Acquisitions can go wrong because of excessive initial valuations, exaggerated
expectations of strategic fi t, underestimated problems of organisational fit etc.
Alliances also suffer from miscalculations in terms of strategic and organisational fi t,
but, given the lack of control on either side, have their own particular issues of trust and
co-evolution as well.
With these high failure rates, acquisitions and alliances need to be considered cautiously
alongside the default option of organic development (Do-It-Yourself).
The best approach will differ according to circumstances.

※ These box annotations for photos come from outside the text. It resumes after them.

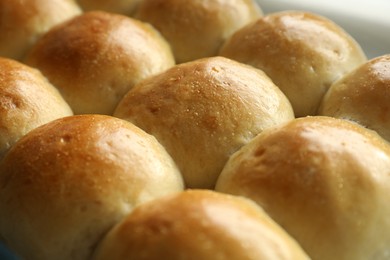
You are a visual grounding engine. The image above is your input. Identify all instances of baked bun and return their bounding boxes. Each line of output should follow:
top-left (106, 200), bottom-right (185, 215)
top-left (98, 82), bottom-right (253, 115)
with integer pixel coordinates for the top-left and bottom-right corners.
top-left (318, 55), bottom-right (390, 141)
top-left (216, 116), bottom-right (390, 260)
top-left (0, 0), bottom-right (81, 60)
top-left (135, 0), bottom-right (262, 63)
top-left (77, 0), bottom-right (141, 15)
top-left (0, 58), bottom-right (73, 160)
top-left (26, 11), bottom-right (174, 115)
top-left (219, 11), bottom-right (366, 117)
top-left (114, 57), bottom-right (294, 188)
top-left (92, 190), bottom-right (309, 260)
top-left (0, 115), bottom-right (183, 260)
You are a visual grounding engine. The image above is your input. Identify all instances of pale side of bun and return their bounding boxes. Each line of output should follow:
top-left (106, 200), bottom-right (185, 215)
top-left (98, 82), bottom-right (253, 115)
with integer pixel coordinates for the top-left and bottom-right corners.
top-left (135, 0), bottom-right (263, 63)
top-left (114, 57), bottom-right (294, 188)
top-left (26, 11), bottom-right (174, 115)
top-left (0, 0), bottom-right (81, 60)
top-left (93, 190), bottom-right (309, 260)
top-left (77, 0), bottom-right (142, 15)
top-left (219, 11), bottom-right (366, 117)
top-left (0, 58), bottom-right (73, 159)
top-left (0, 115), bottom-right (183, 260)
top-left (318, 55), bottom-right (390, 141)
top-left (216, 116), bottom-right (390, 260)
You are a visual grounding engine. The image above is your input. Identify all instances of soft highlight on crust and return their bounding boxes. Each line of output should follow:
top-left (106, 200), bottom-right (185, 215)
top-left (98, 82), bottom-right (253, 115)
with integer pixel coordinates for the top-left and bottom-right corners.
top-left (114, 57), bottom-right (294, 188)
top-left (0, 115), bottom-right (183, 260)
top-left (134, 0), bottom-right (263, 63)
top-left (0, 58), bottom-right (73, 159)
top-left (92, 190), bottom-right (309, 260)
top-left (219, 11), bottom-right (366, 117)
top-left (216, 116), bottom-right (390, 260)
top-left (25, 11), bottom-right (174, 115)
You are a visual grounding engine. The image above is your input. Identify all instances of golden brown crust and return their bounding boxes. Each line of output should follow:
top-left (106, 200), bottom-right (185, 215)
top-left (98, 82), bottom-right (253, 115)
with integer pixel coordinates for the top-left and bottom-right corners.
top-left (0, 58), bottom-right (73, 159)
top-left (219, 11), bottom-right (366, 117)
top-left (318, 55), bottom-right (390, 141)
top-left (0, 115), bottom-right (183, 259)
top-left (135, 0), bottom-right (262, 63)
top-left (0, 0), bottom-right (81, 60)
top-left (114, 57), bottom-right (294, 188)
top-left (77, 0), bottom-right (141, 15)
top-left (26, 11), bottom-right (174, 115)
top-left (93, 190), bottom-right (308, 260)
top-left (216, 117), bottom-right (390, 260)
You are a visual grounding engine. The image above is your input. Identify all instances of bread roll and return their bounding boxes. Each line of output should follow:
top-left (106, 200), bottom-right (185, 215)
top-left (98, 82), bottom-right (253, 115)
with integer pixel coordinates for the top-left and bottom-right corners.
top-left (219, 11), bottom-right (366, 117)
top-left (26, 11), bottom-right (174, 115)
top-left (216, 116), bottom-right (390, 260)
top-left (93, 190), bottom-right (309, 260)
top-left (318, 55), bottom-right (390, 141)
top-left (0, 115), bottom-right (183, 260)
top-left (135, 0), bottom-right (262, 63)
top-left (0, 0), bottom-right (81, 60)
top-left (114, 57), bottom-right (294, 188)
top-left (0, 58), bottom-right (73, 160)
top-left (77, 0), bottom-right (141, 15)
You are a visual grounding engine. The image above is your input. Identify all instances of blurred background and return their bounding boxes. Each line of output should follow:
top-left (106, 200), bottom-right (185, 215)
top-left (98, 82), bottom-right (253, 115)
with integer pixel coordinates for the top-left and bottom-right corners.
top-left (257, 0), bottom-right (390, 58)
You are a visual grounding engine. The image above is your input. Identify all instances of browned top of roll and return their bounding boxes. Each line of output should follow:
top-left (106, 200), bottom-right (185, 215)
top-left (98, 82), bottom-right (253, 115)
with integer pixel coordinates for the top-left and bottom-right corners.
top-left (114, 57), bottom-right (294, 188)
top-left (93, 190), bottom-right (309, 260)
top-left (135, 0), bottom-right (262, 63)
top-left (220, 11), bottom-right (366, 117)
top-left (0, 58), bottom-right (73, 158)
top-left (0, 115), bottom-right (183, 260)
top-left (0, 0), bottom-right (81, 60)
top-left (26, 11), bottom-right (174, 114)
top-left (216, 117), bottom-right (390, 260)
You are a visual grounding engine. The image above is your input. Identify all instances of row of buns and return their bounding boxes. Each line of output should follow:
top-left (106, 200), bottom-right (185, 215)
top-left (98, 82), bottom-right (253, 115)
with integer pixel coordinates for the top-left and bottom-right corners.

Four key factors that can help in choosing between acquisitions, alliances and organic
development:
1. Urgency: acquisitions = rapid method in pursuing strategy, alliances too may
accelerate strategy, DIY = slowest.
2. Uncertainty: often better to choose the alliance route where there is high
uncertainty in terms of the markets or technologies involved.
3. Type of capabilities: Acquisitions work best when the desired capabilities
(resources or competences) are hard, for example physical investments in
manufacturing facilities. Hard resources such as factories are easier to put a value
on in the bidding process than soft resources such as people or brands. Hard
resources are also typically easier to control post-acquisition than people and
skills.
4. Modularity of Capabilities: If the sought-after capabilities are highly modular, in
other words they are distributed in clearly distinct sections or divisions of the
proposed partners, then an alliance tends to make sense. A joint venture linking
just the relevant sections of each partner can be formed, leaving each to run the rest
of its businesses independently.
It is important to weigh up the available options systematic ally and to avoid favoring one
or the other without careful analysis.